In the neck, its origin is superficial, being covered by the integument, platysma, and fascia; it then passes beneath the digastric and stylohyoid muscles and part of the submandibular gland, but superficial to the hypoglossal nerve.

It lies upon the middle pharyngeal constrictor and the superior pharyngeal constrictor, the latter of which separates it, at the summit of its arch, from the lower and back part of the tonsil.

On the face, where it passes over the body of the mandible, it is comparatively superficial, lying immediately beneath the dilators of the mouth. In its course over the face, it is covered by the integument, the fat of the cheek, and, near the angle of the mouth, by the platysma, risorius, and zygomaticus major.

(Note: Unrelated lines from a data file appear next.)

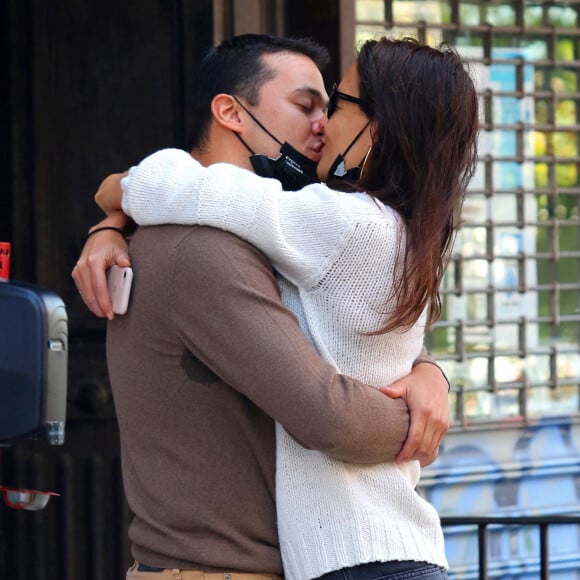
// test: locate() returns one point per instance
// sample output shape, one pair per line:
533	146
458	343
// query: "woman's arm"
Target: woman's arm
302	232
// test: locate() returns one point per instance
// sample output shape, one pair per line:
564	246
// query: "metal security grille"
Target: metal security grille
509	335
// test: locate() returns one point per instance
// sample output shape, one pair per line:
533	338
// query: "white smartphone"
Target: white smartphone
119	281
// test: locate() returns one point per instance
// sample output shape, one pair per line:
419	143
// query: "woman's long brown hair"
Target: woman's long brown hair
424	117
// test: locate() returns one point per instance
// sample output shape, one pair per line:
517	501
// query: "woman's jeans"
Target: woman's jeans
389	571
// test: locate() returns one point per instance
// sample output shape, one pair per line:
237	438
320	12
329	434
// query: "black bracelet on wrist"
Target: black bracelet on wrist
102	228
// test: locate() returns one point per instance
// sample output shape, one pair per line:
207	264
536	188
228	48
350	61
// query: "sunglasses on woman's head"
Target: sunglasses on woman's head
335	95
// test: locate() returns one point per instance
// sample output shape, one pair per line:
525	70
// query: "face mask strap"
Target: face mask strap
355	139
256	121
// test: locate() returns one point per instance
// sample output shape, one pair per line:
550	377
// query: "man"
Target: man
207	357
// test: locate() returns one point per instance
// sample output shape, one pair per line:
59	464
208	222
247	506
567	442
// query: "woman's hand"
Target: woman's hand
101	251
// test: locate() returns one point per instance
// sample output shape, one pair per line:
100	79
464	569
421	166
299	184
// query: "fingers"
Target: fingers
100	252
425	435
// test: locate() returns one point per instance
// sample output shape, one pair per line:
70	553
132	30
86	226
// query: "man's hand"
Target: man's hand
101	251
425	391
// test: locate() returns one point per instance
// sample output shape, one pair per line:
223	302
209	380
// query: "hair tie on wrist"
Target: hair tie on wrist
103	228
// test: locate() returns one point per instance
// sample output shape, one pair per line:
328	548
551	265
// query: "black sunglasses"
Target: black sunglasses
335	94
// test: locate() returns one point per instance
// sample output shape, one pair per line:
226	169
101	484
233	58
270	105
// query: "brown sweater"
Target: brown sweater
202	364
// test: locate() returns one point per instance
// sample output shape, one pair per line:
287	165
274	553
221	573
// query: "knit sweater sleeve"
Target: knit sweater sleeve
301	232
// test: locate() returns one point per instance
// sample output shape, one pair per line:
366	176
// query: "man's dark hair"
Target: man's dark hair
236	67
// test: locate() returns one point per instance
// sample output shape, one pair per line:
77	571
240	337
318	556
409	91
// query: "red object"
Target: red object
4	260
26	499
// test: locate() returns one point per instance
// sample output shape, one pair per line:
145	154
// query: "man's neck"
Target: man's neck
223	151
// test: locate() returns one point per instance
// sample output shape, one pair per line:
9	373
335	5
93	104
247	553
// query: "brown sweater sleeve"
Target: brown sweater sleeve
239	328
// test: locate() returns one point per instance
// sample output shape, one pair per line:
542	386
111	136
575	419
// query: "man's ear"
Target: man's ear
226	112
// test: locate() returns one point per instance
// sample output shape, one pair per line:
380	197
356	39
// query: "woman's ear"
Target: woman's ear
226	112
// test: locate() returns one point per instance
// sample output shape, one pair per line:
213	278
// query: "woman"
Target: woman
361	266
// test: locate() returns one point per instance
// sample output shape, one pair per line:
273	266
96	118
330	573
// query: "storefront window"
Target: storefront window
510	332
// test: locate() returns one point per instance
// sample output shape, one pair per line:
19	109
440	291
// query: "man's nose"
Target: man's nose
318	127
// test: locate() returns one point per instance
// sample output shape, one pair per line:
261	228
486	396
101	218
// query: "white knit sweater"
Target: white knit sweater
336	256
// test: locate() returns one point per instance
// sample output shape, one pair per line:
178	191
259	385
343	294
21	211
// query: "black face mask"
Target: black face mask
292	169
338	169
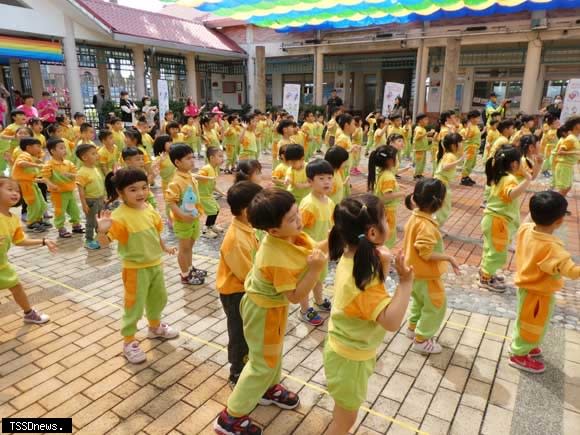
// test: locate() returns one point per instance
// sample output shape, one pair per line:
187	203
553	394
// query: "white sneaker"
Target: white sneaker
133	353
427	347
36	317
163	331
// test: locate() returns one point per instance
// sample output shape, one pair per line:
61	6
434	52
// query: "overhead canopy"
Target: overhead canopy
301	15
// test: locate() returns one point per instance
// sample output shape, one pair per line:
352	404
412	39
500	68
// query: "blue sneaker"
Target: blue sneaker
92	245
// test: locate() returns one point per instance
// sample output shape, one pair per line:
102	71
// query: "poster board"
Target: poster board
291	100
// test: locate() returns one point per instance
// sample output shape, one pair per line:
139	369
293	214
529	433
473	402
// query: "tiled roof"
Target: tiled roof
151	25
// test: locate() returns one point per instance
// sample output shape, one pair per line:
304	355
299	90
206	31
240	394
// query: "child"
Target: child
383	161
567	156
541	264
26	172
501	217
182	198
91	191
236	255
316	212
421	145
11	232
338	159
363	310
137	227
109	154
286	267
60	175
248	144
423	247
207	180
447	162
296	180
249	170
471	143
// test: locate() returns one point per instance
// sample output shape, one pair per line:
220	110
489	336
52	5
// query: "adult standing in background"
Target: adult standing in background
128	109
99	100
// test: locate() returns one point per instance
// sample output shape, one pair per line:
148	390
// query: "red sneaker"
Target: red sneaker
527	364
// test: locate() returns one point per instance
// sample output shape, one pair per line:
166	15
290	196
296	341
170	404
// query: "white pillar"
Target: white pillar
531	74
191	76
72	72
139	69
318	76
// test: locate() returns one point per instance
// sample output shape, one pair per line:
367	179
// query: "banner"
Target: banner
163	98
571	103
291	101
392	91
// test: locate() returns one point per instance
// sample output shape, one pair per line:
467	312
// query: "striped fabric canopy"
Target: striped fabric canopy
301	15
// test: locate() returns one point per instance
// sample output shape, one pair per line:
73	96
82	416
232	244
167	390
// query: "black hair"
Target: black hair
428	195
285	123
179	151
294	152
378	159
133	133
446	145
505	124
499	166
52	143
84	127
117	181
240	196
83	148
268	208
25	142
336	156
247	168
318	167
344	119
159	144
547	207
352	219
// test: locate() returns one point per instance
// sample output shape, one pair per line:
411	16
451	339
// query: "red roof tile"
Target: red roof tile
151	25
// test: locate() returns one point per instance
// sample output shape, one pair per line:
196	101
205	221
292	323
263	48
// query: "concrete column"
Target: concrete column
15	74
191	76
139	71
528	103
260	79
468	90
452	52
36	79
318	76
72	72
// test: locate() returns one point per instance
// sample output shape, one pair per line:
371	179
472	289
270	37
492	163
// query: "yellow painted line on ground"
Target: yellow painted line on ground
223	349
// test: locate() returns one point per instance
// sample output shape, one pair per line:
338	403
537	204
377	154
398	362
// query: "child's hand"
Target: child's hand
51	245
104	221
454	264
317	260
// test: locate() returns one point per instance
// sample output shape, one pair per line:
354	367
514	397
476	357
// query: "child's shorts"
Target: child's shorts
186	230
8	277
347	380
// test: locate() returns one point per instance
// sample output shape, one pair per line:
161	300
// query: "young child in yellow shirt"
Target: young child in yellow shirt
541	264
236	256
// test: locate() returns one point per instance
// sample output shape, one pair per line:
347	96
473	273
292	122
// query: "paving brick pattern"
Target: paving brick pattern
73	367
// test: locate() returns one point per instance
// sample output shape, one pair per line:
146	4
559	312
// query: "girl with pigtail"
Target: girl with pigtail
362	310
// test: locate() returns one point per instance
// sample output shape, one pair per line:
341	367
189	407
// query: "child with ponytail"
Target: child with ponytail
423	248
362	310
501	217
384	160
447	162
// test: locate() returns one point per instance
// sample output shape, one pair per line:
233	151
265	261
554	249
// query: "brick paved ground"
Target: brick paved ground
72	367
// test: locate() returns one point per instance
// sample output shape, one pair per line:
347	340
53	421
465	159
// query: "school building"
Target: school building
71	46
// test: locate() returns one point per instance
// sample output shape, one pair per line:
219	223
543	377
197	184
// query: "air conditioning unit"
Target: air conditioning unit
539	23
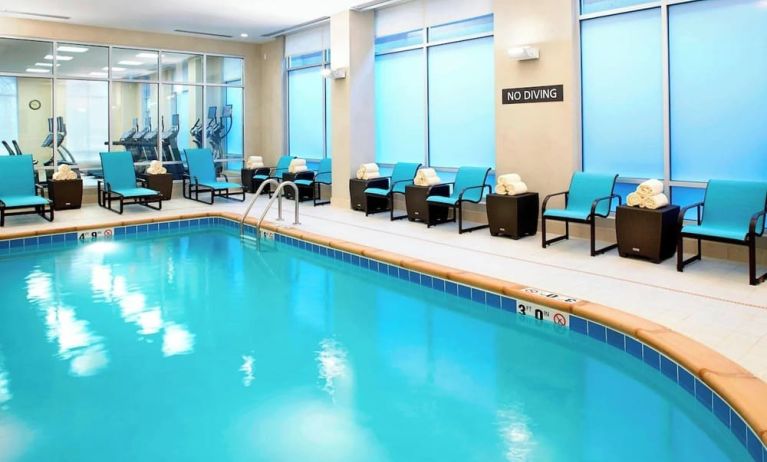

It rests on the buccinator and levator anguli oris, and passes either over or under the infraorbital head of the levator labii superioris.

The anterior facial vein lies lateral/posterior to the artery, and takes a more direct course across the face, where it is separated from the artery by a considerable interval. In the neck it lies superficial to the artery.

The branches of the facial nerve cross the artery from behind forward.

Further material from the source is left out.